MINISTRA RECEBE APOIO DE PARLAMENTARES E JANJA
Apesar da tentativa de Rogério de se justificar, dizendo que se referia à posição institucional da ministra, a fala foi duramente criticada por colegas, como a senadora Eliziane Gama (PSD-MA), que acusou o presidente da comissão de machismo, enquanto o líder do PT, Rogério Carvalho, reforçou o apoio à decisão de Marina de se retirar da sessão.
A primeira-dama Janja da Silva também se pronunciou: "Impossível não ficar indignada com os desrespeitos sofridos pela ministra Marina Silva durante sessão da Comissão de Infraestrutura do Senado", escreveu Janja no Instagram. "Sua bravura nos inspira e sua trajetória nos orgulha imensamente.
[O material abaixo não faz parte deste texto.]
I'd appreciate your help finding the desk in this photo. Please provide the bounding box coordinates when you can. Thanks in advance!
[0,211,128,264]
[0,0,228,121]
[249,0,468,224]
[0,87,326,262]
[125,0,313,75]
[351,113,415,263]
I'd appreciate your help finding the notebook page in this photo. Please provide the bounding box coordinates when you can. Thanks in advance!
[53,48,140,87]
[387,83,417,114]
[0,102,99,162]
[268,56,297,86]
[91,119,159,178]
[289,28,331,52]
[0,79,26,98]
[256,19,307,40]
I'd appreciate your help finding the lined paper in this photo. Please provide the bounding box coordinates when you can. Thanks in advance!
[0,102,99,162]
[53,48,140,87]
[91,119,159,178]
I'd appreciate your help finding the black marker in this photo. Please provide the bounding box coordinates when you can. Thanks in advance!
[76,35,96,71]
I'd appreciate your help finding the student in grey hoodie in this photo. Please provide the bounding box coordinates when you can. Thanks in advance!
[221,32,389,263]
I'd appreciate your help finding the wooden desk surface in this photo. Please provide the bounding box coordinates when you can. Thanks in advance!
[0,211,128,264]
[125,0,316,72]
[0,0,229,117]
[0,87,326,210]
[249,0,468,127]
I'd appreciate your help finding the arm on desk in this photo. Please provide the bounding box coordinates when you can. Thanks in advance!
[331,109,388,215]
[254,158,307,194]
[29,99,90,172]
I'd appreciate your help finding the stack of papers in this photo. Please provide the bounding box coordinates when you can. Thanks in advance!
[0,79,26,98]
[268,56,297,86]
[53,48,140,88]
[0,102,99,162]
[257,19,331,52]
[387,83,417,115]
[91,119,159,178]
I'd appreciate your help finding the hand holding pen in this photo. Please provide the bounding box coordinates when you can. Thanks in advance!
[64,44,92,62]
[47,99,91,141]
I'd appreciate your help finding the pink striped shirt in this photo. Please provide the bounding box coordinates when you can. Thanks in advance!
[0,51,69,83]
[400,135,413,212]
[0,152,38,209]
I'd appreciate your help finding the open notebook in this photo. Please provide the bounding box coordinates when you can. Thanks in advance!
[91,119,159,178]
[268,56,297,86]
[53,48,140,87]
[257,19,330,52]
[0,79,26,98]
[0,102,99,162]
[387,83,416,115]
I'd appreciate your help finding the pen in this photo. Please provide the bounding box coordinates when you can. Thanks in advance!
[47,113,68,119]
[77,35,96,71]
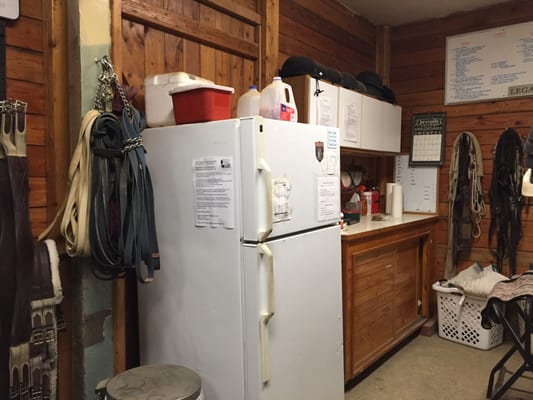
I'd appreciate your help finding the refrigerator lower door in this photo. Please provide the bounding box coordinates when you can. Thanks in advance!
[243,226,344,400]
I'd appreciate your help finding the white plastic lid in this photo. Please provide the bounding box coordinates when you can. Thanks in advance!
[144,72,214,86]
[168,82,235,95]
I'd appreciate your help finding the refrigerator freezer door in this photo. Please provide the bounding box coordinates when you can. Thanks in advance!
[243,226,344,400]
[240,118,340,242]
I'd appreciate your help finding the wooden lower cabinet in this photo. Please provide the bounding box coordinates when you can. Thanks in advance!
[343,217,435,382]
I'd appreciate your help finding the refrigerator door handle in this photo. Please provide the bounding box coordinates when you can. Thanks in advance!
[259,243,274,384]
[257,158,272,242]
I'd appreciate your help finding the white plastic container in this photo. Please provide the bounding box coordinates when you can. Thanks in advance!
[144,72,214,128]
[259,76,298,122]
[432,282,503,350]
[237,85,261,118]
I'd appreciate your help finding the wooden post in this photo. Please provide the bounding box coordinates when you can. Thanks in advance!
[111,0,127,375]
[259,0,279,89]
[376,25,391,85]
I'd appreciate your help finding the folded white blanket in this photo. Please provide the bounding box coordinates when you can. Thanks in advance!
[448,263,509,298]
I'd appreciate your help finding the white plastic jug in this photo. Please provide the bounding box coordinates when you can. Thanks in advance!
[237,85,261,118]
[259,76,298,122]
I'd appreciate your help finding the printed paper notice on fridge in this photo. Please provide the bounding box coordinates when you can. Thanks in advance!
[192,157,235,228]
[317,176,340,221]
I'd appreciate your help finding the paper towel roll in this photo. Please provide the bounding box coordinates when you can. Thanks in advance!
[385,182,396,214]
[392,184,403,218]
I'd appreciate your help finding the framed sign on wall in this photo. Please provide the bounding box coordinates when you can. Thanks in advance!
[0,0,20,20]
[444,22,533,104]
[409,113,446,166]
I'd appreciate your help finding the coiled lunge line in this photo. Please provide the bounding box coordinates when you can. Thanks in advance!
[444,132,485,279]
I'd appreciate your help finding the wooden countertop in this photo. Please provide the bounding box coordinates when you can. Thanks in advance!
[341,213,439,240]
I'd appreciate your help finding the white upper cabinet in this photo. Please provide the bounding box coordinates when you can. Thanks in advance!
[382,102,402,152]
[339,95,402,153]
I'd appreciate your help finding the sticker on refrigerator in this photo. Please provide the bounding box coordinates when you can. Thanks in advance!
[328,129,338,149]
[272,178,291,222]
[317,176,340,221]
[192,157,235,228]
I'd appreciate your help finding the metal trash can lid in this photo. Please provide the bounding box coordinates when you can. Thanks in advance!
[106,364,202,400]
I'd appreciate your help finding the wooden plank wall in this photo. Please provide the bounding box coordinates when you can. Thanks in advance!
[6,0,47,236]
[279,0,377,80]
[391,1,533,281]
[120,0,260,115]
[120,0,376,116]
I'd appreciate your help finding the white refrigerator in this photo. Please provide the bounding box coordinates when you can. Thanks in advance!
[138,117,344,400]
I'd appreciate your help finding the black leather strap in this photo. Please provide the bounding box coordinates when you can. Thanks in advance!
[0,155,16,399]
[89,107,159,282]
[7,156,34,346]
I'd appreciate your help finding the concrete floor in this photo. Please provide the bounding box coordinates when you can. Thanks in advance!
[345,334,533,400]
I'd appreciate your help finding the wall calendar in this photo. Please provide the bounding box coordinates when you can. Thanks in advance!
[409,113,446,166]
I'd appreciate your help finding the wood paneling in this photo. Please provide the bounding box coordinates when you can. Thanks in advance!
[279,0,376,75]
[120,0,261,119]
[391,1,533,279]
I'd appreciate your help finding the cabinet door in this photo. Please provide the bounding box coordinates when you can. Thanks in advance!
[306,77,339,128]
[351,249,394,375]
[393,239,420,333]
[338,88,363,149]
[382,103,402,152]
[361,96,383,150]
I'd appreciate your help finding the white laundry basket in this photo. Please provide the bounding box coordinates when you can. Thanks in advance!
[433,282,503,350]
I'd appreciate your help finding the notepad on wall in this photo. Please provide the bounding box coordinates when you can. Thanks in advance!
[395,155,439,214]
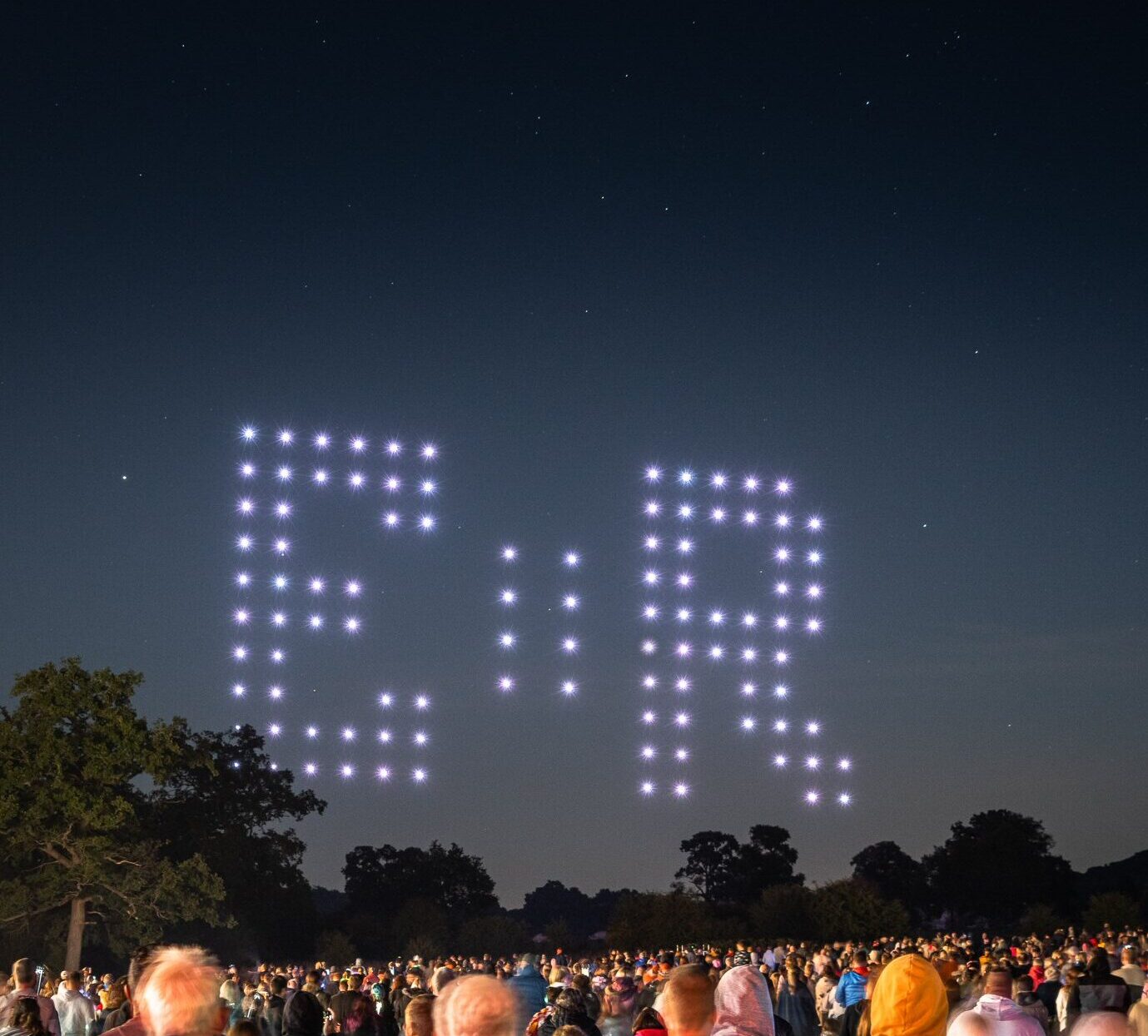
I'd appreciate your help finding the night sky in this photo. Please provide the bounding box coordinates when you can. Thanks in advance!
[0,3,1148,906]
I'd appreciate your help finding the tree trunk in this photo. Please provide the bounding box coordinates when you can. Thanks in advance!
[64,896,87,972]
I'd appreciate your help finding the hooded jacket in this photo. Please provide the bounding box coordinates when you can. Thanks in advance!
[972,993,1045,1036]
[869,954,948,1036]
[711,965,773,1036]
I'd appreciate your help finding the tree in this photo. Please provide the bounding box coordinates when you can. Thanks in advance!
[343,842,498,952]
[673,830,742,903]
[146,726,326,958]
[849,841,929,910]
[813,878,909,941]
[738,824,805,902]
[0,658,223,970]
[922,809,1075,924]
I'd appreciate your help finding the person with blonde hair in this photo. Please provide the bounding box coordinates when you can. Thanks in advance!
[137,946,223,1036]
[433,975,519,1036]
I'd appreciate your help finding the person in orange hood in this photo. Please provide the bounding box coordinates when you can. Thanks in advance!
[869,954,948,1036]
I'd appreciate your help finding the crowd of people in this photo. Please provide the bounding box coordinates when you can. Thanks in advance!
[0,929,1148,1036]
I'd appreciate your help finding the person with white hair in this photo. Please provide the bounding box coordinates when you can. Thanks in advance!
[434,975,518,1036]
[137,946,224,1036]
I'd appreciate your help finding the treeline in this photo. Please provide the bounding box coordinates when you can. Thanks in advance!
[0,658,1148,969]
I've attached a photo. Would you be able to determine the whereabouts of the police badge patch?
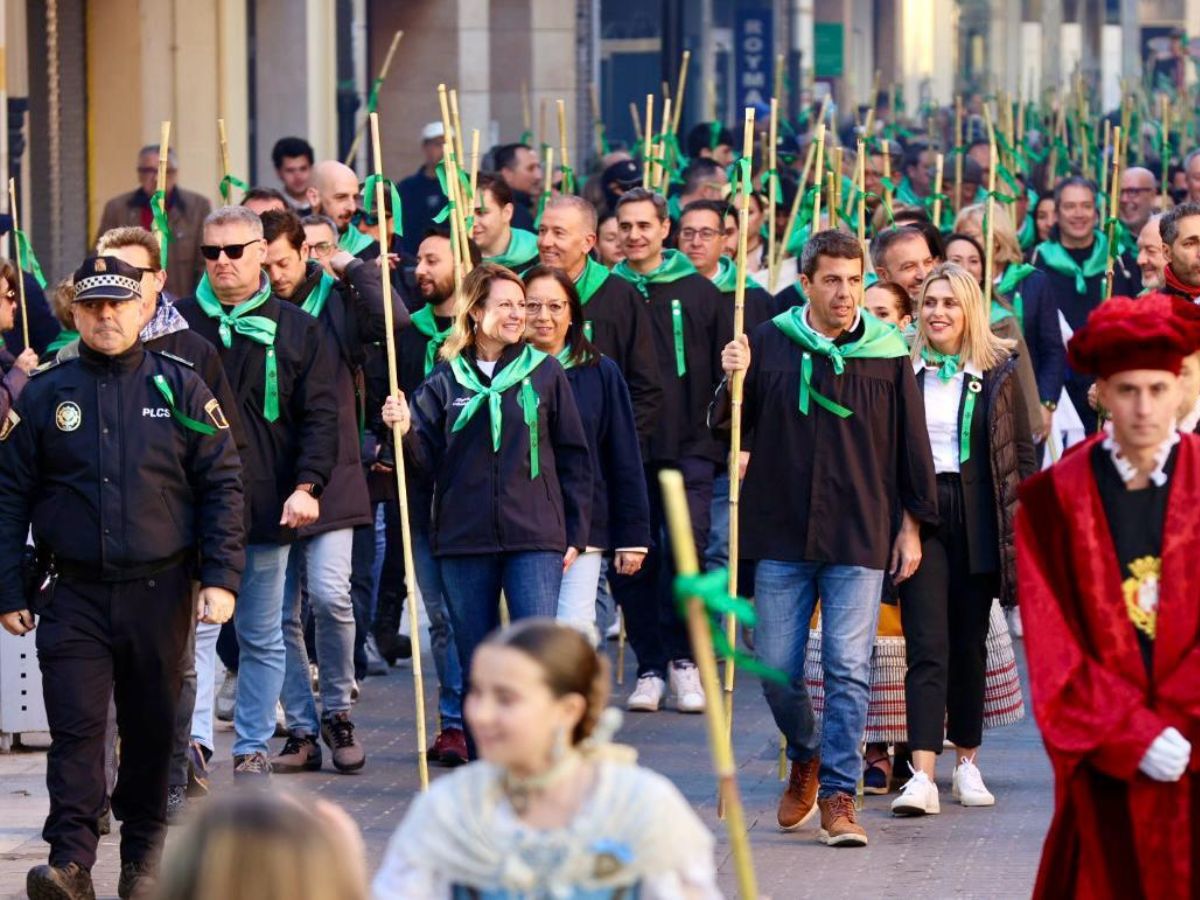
[0,409,20,440]
[54,400,83,431]
[204,397,229,428]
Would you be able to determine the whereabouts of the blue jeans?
[701,468,730,572]
[233,544,290,756]
[438,551,563,682]
[755,559,883,798]
[413,518,463,731]
[280,528,354,736]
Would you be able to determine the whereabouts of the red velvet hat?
[1067,294,1200,378]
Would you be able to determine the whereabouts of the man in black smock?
[0,257,245,899]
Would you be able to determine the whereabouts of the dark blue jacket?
[566,356,650,550]
[404,343,592,557]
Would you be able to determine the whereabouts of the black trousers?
[900,474,998,754]
[608,457,716,678]
[35,566,193,869]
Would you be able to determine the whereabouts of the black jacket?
[573,275,664,456]
[713,323,937,569]
[404,344,592,556]
[176,285,337,544]
[0,343,245,612]
[900,356,1037,606]
[288,260,408,538]
[566,356,650,550]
Uma mulher reconhecida mundialmente por sua atuação com relação à preservação ambiental jamais se curvará à um bando de misóginos que não têm a decência de encarar uma Ministra da sua grandeza", ressaltou.
MINISTRAS APONTAM MISOGINIA E VIOLÊNCIA DE GÊNERO
Ministras do governo também prestaram solidariedade. Márcia Lopes (Mulheres) classificou o episódio como grave e misógino. "Toda a minha solidariedade e apoio à Marina Silva, liderança política respeitada e uma referência em todo o mundo na pauta do meio ambiente. É preciso que haja retratação do que foi dito naquele espaço e que haja responsabilização para que isso não se repita", afirmou Lopes por meio de nota oficial.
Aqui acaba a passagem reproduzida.